Originaire du Québec
force de maintien de la paix
Je viens au monde en 1944, à Amos, en Abitibi. Je n’y reste pas longtemps parce que mon père est un militaire. Par la suite, j’habite donc toujours sur des bases, dans des résidences réservées aux familles des soldats. En 1950, il doit nous quitter pour aller faire la guerre de Corée. Une fois la guerre terminée, en 1953, toute ma famille se déplace vers l’Allemagne pour s’établir dans la ville de Werl. Comme les résidences ne sont pas encore construites, nous vivons durant un an et demi au sein d’une famille allemande. Mes trois frères, ma sœur et moi-même n’allons pas à l’école. Nous avons donc beaucoup de temps libre! Ce qui nous permet d’apprendre l’allemand très rapidement. Une compétence si recherchée que même la police civile allemande nous utilise souvent comme interprète! Traduisons-nous toujours fidèlement? Ça dépend… Je suis déjà un peu taquin à cet âge-là!
Une fois que notre séjour en Allemagne est terminé, nous revenons au Québec. On s’installe à Valcartier.
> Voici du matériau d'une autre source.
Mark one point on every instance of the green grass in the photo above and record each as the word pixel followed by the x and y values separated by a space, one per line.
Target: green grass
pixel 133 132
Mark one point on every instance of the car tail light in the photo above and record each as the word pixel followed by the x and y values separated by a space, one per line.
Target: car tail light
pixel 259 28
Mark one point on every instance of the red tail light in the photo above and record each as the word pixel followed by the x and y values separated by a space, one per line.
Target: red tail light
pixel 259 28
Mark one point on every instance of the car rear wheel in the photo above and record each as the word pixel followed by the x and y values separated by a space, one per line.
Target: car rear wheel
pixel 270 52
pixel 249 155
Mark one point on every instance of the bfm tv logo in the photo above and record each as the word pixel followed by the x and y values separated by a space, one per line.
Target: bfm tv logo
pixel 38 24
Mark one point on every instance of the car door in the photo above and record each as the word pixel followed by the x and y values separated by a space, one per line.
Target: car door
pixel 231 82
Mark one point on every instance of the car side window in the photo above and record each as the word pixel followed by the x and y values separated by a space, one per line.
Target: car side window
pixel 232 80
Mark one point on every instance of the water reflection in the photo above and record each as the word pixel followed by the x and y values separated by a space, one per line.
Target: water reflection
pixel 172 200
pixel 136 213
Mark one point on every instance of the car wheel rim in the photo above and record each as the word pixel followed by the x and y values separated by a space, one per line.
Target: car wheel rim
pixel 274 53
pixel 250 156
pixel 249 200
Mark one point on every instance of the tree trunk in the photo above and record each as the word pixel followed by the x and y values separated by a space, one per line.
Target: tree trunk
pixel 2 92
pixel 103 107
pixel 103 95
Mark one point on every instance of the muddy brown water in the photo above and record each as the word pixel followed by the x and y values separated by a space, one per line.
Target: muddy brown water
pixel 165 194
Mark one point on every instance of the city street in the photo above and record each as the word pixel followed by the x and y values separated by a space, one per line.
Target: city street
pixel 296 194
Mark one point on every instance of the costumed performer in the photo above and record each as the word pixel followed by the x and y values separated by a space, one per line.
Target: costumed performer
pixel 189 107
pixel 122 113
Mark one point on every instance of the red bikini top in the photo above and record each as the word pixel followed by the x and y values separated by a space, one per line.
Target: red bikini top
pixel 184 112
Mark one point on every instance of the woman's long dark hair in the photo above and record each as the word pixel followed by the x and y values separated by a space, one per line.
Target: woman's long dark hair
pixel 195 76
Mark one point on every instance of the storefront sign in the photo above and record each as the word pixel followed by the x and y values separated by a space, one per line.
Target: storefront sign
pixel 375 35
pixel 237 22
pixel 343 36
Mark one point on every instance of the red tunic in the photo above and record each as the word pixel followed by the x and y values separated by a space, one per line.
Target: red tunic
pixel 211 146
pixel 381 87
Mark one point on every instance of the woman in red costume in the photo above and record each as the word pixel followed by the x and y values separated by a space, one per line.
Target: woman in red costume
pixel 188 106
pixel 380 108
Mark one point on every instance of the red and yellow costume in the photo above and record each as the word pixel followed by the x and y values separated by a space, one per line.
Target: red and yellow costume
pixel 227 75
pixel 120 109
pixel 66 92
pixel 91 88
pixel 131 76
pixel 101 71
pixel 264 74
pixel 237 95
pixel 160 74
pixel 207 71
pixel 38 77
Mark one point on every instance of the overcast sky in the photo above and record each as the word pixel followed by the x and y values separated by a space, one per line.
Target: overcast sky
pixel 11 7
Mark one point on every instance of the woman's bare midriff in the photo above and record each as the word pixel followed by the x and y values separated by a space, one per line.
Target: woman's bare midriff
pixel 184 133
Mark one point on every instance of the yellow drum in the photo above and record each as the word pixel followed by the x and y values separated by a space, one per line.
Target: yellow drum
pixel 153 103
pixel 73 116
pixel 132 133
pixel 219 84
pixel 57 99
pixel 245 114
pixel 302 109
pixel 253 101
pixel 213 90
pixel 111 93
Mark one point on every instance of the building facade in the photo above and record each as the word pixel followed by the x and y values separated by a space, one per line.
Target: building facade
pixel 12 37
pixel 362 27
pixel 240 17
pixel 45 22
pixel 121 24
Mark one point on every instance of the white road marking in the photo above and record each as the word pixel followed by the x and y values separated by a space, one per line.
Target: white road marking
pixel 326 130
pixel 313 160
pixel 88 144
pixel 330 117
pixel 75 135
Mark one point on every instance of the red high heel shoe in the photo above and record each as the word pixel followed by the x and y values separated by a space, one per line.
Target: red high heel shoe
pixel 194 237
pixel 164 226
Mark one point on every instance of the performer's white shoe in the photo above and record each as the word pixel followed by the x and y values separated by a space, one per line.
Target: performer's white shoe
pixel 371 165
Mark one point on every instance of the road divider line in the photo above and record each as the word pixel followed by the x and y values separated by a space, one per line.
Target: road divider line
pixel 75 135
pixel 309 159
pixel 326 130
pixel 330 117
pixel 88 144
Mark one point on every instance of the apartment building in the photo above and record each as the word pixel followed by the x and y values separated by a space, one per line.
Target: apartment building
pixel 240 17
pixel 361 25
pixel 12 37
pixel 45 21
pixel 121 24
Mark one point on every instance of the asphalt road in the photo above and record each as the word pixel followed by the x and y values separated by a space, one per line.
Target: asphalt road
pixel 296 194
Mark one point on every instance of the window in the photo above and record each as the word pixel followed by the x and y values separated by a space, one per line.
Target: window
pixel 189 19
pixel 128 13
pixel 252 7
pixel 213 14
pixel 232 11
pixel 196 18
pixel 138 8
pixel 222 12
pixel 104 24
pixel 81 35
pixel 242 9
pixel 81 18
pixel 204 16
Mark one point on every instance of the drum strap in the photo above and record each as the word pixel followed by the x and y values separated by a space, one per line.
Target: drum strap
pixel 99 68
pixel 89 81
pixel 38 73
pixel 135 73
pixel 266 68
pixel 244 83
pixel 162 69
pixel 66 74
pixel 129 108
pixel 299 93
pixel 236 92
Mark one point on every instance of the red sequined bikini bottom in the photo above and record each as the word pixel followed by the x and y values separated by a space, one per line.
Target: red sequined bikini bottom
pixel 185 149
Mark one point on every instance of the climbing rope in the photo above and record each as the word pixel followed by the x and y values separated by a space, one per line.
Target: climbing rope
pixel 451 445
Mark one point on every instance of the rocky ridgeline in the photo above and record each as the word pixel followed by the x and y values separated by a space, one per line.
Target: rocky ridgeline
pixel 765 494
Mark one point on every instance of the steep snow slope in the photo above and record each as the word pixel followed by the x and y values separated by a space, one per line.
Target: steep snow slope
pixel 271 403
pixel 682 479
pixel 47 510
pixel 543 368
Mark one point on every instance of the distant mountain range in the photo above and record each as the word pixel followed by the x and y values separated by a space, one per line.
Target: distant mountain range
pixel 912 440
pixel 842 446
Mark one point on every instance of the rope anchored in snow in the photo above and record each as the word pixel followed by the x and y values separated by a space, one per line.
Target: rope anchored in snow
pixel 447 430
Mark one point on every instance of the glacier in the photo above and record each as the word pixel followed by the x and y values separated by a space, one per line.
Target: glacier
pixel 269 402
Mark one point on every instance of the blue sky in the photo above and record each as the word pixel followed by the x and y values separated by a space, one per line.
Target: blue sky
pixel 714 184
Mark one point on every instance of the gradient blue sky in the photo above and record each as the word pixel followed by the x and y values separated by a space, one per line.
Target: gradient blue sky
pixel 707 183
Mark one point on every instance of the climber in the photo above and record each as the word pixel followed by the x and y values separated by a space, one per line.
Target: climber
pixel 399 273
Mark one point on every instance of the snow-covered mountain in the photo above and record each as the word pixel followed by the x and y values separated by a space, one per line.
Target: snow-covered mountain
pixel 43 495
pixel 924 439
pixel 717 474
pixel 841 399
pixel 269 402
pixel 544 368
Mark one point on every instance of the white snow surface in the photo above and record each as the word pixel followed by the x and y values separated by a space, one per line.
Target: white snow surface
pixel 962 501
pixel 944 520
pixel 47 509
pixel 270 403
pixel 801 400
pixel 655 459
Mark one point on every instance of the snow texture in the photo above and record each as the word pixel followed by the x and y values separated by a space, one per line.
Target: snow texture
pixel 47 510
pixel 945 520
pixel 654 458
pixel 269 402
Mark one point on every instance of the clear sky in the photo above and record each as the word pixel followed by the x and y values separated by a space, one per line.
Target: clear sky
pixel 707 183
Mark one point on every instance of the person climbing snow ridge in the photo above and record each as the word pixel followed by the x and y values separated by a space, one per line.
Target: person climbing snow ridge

Puisque mon père a beaucoup d’expérience et de notoriété comme chef, on le omme responsable du mess des Officiers. Pour ma part, malgré le fait que je n’ai que 17 ans, je décide de suivre le chemin tracé par mon père : je m’enrôle dans le Royal 22.
Grâce à mes talents de boxeur, ma période obligatoire de formation est largement écourtée, pour me permettre de rejoindre plus rapidement l’équipe de boxe du régiment. Contrairement aux boxeurs civils, notre statut nous permet de nous entraîner quotidiennement : nous sommes des athlètes professionnels, de haut niveau. D’ailleurs, durant ma carrière, je gagne de nombreux combats et plusieurs distinctions, dont les fameux « Golden Gloves ».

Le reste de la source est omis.